Cómo se ordena una bilbioteca es el primer volumen de una colección que dirijo para la editorial chilena LOM. La idea surgió a partir de las distintas estrategias que personas muy diferentes se plantean a la hora de ordenar sus libros. Yo tengo muchos, con los consiguientes problemas logísticos que eso implica. Entonces quise saber cómo hacían otros escritores, editores, traductores, historiadores, antropólogos, arqueólogos, científicos y, al menos, dos directores de bibliotecas nacionales (de Argentina y México). En ese libro soy complilador de esas ideas.
The title of one of your poetry books fascinates me: ‘Imperio de la luna’. What does it mean? What kind of poetry do you like to read?
Imperio de la luna tiene que ver con dos cosas: hace muchos años leí un poema de Wallace Stevens (“Domination of Black”), que, por alguna extraña razón, el traductor había elegido titular “Imperio del negro”. No se trata de un “imperio” en el sentido de la definición formal, sino de algo que está por encima de todo y en todas partes. Y la luna, omnipresente en mis poemas de esa época (de todas las épocas), se me imponía. Por eso decidí llamar al libro de ese modo.
Are you also interested in Italian culture? What idea do you have of Italian literature?
Durante buena parte de mi juventud leí a muchos autores italianos. Pavese, hasta el día de hoy, sigue siendo uno de mis escritores favoritos. Luego, Ungaretti, Montale, Quasimodo siempre me importaron. Por supuesto que leí todo lo que podía en ese entonces: Papini, Guareschi, Bepe Fenoglio, Natalia Guinzburg, Pasolini, Svevo, Moravia, etc. Después, cuando dejé de leer novela en general (sólo leo estilistas y pocos), Italia se me redujo a la poesía. En los últimos años leí con mucho gusto a Patrizia Cavalli, a Valerio Magrelli (a quien tuve el gusto de conocer hace años y con quien todavía sigo en contacto) y a muchos otros poetas que traduce diligentemente Jorge Aulicino, uno de los mejores poetas argentinos y un gran traductor del italiano, y que publica en su blog Otra iglesia es imposible. Seguramente todo esto es poco, pero uno tiene apenas una vida, ¿no?
…and now, what are you writing, what are you working on?
Nunca trabajo en un único proyecto. Escribo poemas, pero no soy prolífico.

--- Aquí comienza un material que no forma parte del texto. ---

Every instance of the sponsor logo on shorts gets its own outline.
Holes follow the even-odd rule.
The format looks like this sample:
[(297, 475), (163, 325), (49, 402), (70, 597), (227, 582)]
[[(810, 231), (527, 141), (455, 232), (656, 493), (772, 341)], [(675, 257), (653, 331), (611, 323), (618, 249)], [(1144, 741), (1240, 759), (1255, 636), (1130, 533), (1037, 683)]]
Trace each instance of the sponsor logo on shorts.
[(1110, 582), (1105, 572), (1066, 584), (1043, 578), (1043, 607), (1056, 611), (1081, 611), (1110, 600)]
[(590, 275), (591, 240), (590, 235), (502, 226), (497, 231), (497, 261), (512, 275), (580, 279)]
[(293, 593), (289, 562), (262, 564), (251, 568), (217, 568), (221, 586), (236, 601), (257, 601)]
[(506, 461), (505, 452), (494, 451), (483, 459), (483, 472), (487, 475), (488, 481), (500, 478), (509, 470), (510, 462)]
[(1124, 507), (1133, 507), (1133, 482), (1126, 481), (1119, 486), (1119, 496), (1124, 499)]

Publicó un libro cada 10 años, más o menos. En 2016 salieron mis poemas reunidos y allí incluí dos libros inéditos. Ahora, para mi sorpresa, estoy escribiendo otro tipo de poesía, y no me quejo. Escribo además un libro sobre Dublín, para la editorial española Pre-Textos y traduzco varios libros: acabo de terminar Dead as Doornails, una memoir de la vida literaria en Dublín y Londres en los años cincuenta, de Anthony Cronin; ahora mismo estoy con una edición anotada de los Tres cuentos, de Gustave Flaubert; me espera un libro de poemas del irlandés Michael O’Laughlin, una memoir del galés Patrick Macguire, Y en los ratos de ocio, termino una Breve historia de la poesía argentina contemporánea, que empecé hace unos diez años. Planes tengo muchos, tiempo muy poco, dinero poquísimo.